The Plaza de Zocodover is a square of the city of Toledo, in the autonomous community of Castile-La Mancha, Spain. It was the nerve center of the city during most of its history, acting as its main square. A part of it was designed by Juan de Herrera during the reign of Philip II.

Here horses, donkeys, foals, mares, mules and other beasts were sold, when the city of Toledo was Spanish-Muslim city.

Here the most important market of the city took place. It has been devastated as a weekly market for centuries. Today it occurs on Tuesdays in the vicinity of Paseo de Merchán or de la Vega.

History 
The origin of the name Zocodover comes from the Arabic language sūq ad-dawābb, which means "market of burden beasts". This place was also the place where bullfighting and the cucañas were organized in the celebrations of the locality. It has been, therefore, the nerve center of the social life of the city since medieval times. But Zocodover was also a center for more mournful acts like the autos-da-fé of the Inquisition or the public execution of the prisoners.
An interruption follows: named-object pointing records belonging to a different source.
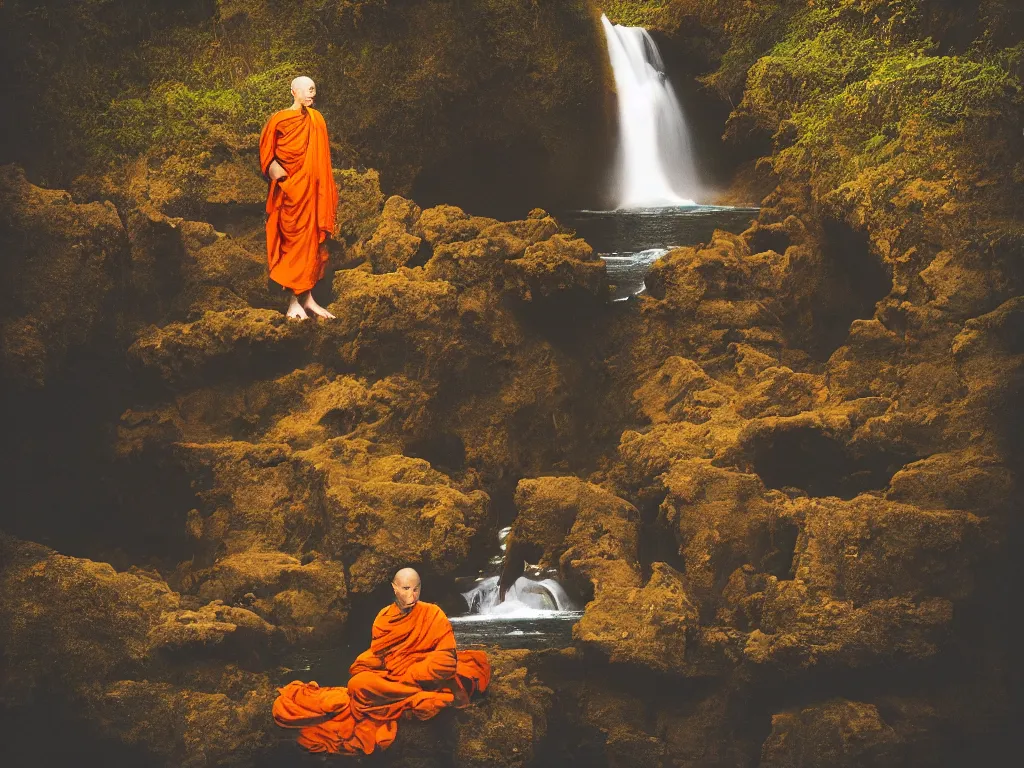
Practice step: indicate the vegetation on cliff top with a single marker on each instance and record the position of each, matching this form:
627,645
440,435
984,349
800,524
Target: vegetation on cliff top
188,86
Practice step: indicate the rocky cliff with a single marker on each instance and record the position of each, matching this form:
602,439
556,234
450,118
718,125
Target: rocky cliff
784,479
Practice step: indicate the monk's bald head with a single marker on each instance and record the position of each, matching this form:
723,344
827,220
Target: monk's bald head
407,589
303,91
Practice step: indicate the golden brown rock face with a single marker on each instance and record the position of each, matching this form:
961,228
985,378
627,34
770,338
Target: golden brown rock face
784,480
It is when the old square was destroyed by a fire on October 29, 1589 that the decision was taken to build a new one. In 1854 an ambitious project is drawn up, by the hand of the technician Santiago Martín Ruiz, to reorganize the plaza de Zocodover, transforming it into a rectangular portico square.

Reforms 
Several attempts have been made to widen the square, although of these two are the most outstanding;

The first and oldest date of the time of the Catholic Monarchs, approved by the same Isabella of Castile in 1502. The proposal came from the same municipality of Toledo and was authorized to all its organs the remodeling of this one, since the former square was too narrow, and since the Alcázar lacked an appropriate place they wanted to join both to the front facade of the building.

To do this, a wall would rise to overcome the gap to the postern of San Miguel and also were regulated its characteristics, among which it highlight the construction of typical arcades of Castilian architecture.

This colossal work was never put into practice since, considering the technical possibilities of the time and the high slope from Zocodover to the main facade of the Alcázar, 23 meters high, the difficulty became very heavy adding to this the fact that to be able to lower the land would have to have dug in living rock.

The second expansion was done and dates from the beginning of the 17th century. This consisted in the demolition of a series of houses of little value that seems to be difficult the total vision of Zocodover from its top to the bottom and vice versa. Never more arches were realized and probably this fact is due to that it was not wanted to remove meters to the square.

Nowadays Zocodover is one of the places of the city where many events and celebrations are held, as well as serving as a popular meeting point and enjoyment of the Toledo and above all a must for the thousands of tourists who mark the streets of the historical quarter throughout the year.